Elliott Centennial, 1879 - 1979

Elliott Centennial Committee



Page 180




    Edith E. Satchwell was the daughter of Mr. and Mrs. Manley Satchwell. Her father was killed in the battle of Vicksburg, Miss. during the Civil War, when she was 6 months old. The mother was left with three daughters and one son to raise. The family lived in Eastern Iowa at that time. After several years, the mother remarried to a Mr. Schoonover, who had several children; one of whom was the Will Schoonover who later lived in Griswold, Iowa.

The family came to Pilot Grove township from Dyersville, Iowa by covered wagon. Will Thomas drove one of the wagons. The only child born to the Schoonover union was the O. E. Schoonover who lived at Elliott and Red Oak, and in his later years dealt in Real Estate.

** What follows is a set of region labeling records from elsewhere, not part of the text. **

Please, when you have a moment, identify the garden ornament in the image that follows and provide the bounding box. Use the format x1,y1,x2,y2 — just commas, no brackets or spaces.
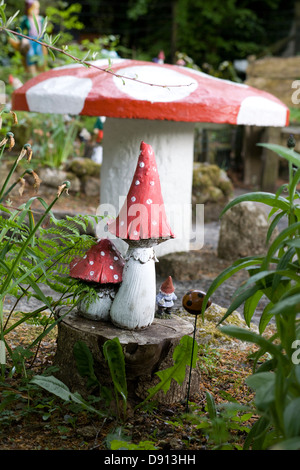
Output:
182,290,211,412
108,142,174,330
12,59,289,255
70,238,125,321
156,276,177,315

    Will Thomas and Edith Satchwell were married and had one daughter, Lulu Annette Thomas, born Jan. 18, 1882. Lulu was married to Warren DeVoss on March 11, 1902.

Will and Edith Thomas purchased 80 acres of land, and erected a small home on it. Part of this was native sod, and was not cultivated until the farm sold in 1962. The first house was added on to, later; and when Lulu was married in 1903, an addition was made to the home to accommodate Mr. and Mrs. Thomas and their daughter and her family. Each family had their own living quarters. Lulu died in Dec. 1924, leaving a husband and two children in addition to her parents.

    Warren continued to farm the place for a number of years after his wife’s death, later moving to another farm.

Will Thomas died in 1932, and Mrs. Thomas continued to live on the farm until the last few years of her life. The granddaughter, Lucile (DeVoss) England lived on the farm from 1950 until 1962, when the farm was sold after the death of her husband. W. R. England.

    In the earlier days, people neighbored more, held singing bees, sewing bees, etc. and depended on each other for entertainment, help when needed, etc. They were often snowed in for days, and if necessary to go to town, cut the fences and went by bobsled across fields to get there. Another memory, is the old time threshing crews. One had 26 men for dinner and supper sometimes for 2 or 3 days. But each one helped the other, and made the task lighter.

Much more visiting was done then among neighbors than is done today. And a trip to Red Oak was only occasional when travel had to be done by horse and carriage.